It's hard to understand what it's like to have whole streets empty and neighborhoods gone. News On 6 anchor Lori Fullbright reports on the unlikely things the tornado missed.
One of the strangest things about the aftermath of tornadoes is not just what they destroy, but what they don't. A Harley still stands where it was parked while all around it are smashed houses and boats turned upside down.
A big, heavy television was tossed aside like a toy, but a child's red wagon, isn't even turned over. Meanwhile, a roof was lifted completely off the house it was attached to and set down right next to it.
"We run into that back porch and lay in the hall," said survivor Jim Ricky.
Just as Jim Ricky and his dad threw themselves in that hallway, Jim saw his neighbor's house explode.
"I just can't describe it. I don't think anybody needs to go through it," said Jim Ricky.
A little bathroom is pretty much the only thing still standing of the Morris' home. Those bathroom walls saved the family's life.
"My son was in the bathtub. I was outside the bathtub. My daughter was on my lap and my husband was next to me, hovering over all of us," said Teresa Morris.
No sooner had they gotten into the bathroom, the roof of their home started peeling back.

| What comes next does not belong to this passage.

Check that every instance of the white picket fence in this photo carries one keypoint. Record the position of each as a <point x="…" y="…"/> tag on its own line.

"We kept feeling things fall down on our body and kept thinking something heavy was going to fall any minute, but it didn't," said Teresa Morris.
While the rest of their home is obliterated, Christmas pictures of their kids don't have as much as a water drop on them.
Driving through the neighborhood is nothing short of shocking, piles of debris line streets where homes used to be. Some are wiped clean down to the slab; others have been cut right in half.
Words simply aren't enough to describe these losses.